Мы выпили джин с тоником, потом повторили, потом добавили шерри. Жарко натопленное помещение зимой и мороз на улице, от этого невероятно устаешь, говорила Долли, я так устала, у меня почти ни на что нет сил, пьянею чуть ли не от полстаканчика. Она обнаружила свое лицо в зеркале напротив стойки, спутанные полосы, покрасневшие глаза. Казалось, она пришла в ужас от своего отражения в зеркале; отдала мне недокуренную сигарету, схватила сумочку и исчезла. Я ждал ее и стерег табуретку. Я ждал, она могла вернуться. После четырех недокуренных сигарет и семи отчаяний она появилась, и того, что она вновь здесь, было достаточно. Табуретку удалось сберечь, она сияла от признания моих усилий. Наша радость все еще не исчезла. Ее глаза стали спокойнее, но итолько. Разговор прерывался паузами, но это был еще наш разговор. Мы еще были в силах удержать мгновенье, хрупкая вещь сила. Я и словом не обмолвился о ее поездке в Милан. Сейчас частью радости было ощущать ее, а также не упоминать о Милане. Мы продолжали радоваться и крепко держали радость в руках. Вернувшись из туалета, Долли выглядела лучше, но не красивее. Воздух в баре был горячим, мы оба устали, но в нас самих еще не было никакой причины для усталости. Мы устали, потому что день был очень напряженным, а воздух в баре прокуренным/

- Воздух ужасно прокурен, - сказала Долли, - извини, я сейчас не слушала тебя - что ты сказал?
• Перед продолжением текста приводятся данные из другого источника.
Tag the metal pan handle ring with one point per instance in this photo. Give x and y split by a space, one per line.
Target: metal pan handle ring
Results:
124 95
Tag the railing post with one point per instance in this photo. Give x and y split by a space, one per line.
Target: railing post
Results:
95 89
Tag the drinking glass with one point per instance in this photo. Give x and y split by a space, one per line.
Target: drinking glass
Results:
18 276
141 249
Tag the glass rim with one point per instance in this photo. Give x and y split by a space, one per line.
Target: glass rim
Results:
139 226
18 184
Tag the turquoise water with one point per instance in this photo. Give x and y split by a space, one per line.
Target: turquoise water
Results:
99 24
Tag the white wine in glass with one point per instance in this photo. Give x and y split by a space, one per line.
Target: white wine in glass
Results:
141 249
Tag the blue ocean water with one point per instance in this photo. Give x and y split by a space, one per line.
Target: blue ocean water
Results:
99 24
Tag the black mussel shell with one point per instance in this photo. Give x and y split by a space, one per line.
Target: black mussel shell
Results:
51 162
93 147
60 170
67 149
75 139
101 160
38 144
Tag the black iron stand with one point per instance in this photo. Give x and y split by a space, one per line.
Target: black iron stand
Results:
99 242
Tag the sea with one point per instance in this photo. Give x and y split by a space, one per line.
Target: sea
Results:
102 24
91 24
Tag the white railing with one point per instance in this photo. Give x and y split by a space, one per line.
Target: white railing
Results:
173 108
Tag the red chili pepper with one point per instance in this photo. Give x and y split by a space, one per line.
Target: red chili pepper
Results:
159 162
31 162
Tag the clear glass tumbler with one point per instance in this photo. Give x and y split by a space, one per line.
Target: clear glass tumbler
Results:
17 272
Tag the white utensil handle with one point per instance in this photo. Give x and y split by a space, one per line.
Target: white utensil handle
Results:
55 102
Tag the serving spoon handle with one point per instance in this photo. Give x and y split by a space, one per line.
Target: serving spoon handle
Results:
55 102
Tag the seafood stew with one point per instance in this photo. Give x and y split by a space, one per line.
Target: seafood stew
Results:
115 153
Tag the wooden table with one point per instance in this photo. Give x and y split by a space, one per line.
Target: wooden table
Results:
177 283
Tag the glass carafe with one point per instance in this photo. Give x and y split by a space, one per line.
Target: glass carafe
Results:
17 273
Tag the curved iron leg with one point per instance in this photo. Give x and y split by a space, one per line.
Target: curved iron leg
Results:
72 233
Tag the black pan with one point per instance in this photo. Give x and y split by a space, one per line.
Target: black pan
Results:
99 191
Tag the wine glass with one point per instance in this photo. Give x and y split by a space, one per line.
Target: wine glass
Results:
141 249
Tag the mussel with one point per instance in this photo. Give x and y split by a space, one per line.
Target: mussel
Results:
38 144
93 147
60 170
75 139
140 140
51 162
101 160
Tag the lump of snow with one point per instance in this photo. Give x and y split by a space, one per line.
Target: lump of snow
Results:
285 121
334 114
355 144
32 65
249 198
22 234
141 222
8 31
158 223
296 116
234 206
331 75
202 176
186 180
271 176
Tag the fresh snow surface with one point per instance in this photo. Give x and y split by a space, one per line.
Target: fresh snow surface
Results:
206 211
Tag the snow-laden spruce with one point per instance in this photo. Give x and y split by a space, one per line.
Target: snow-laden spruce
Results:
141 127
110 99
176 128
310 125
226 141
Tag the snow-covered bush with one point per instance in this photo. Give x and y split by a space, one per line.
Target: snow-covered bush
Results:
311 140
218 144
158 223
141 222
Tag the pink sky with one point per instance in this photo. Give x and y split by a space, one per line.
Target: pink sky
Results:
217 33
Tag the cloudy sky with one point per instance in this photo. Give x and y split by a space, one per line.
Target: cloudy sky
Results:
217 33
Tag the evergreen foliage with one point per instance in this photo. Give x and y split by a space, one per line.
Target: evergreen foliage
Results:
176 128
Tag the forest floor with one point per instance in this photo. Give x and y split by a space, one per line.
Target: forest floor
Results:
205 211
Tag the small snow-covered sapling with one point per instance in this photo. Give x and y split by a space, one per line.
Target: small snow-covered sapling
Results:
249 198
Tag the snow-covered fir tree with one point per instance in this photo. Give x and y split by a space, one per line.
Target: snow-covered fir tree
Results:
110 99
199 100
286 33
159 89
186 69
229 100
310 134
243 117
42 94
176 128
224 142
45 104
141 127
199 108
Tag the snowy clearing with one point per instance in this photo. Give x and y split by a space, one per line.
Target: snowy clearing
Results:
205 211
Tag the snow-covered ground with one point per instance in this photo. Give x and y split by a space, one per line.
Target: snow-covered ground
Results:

Я повторил фразу и снова знал, что нам предстоит /уже несколько недель это предстояло нам каждую ночь, во время любого разговора и безо всякого повода/. Бар был переполнен, стаканы передавали за стойку над нашими головами. Долли произносила слова внятно, глядя в сторону, и я был уверен, что она действительно очень устала. Сейчас причина усталости была в нас обоих. Безмятежности как не бывало, мы были в этом уверены, это произошло без обсуждения, Долли смотрела в пол, болтала ногой, мы старались изо всех сил. Ее глаза становились печальными или отсутствующими, безрадостными. Радость исчезла, нам осталось только хорошо знакомое обоюдное желание выдержать до конца и докурить сигарету.

Наши иллюзии не оправдались. Внезапно в них вклинилось нечто. Долли.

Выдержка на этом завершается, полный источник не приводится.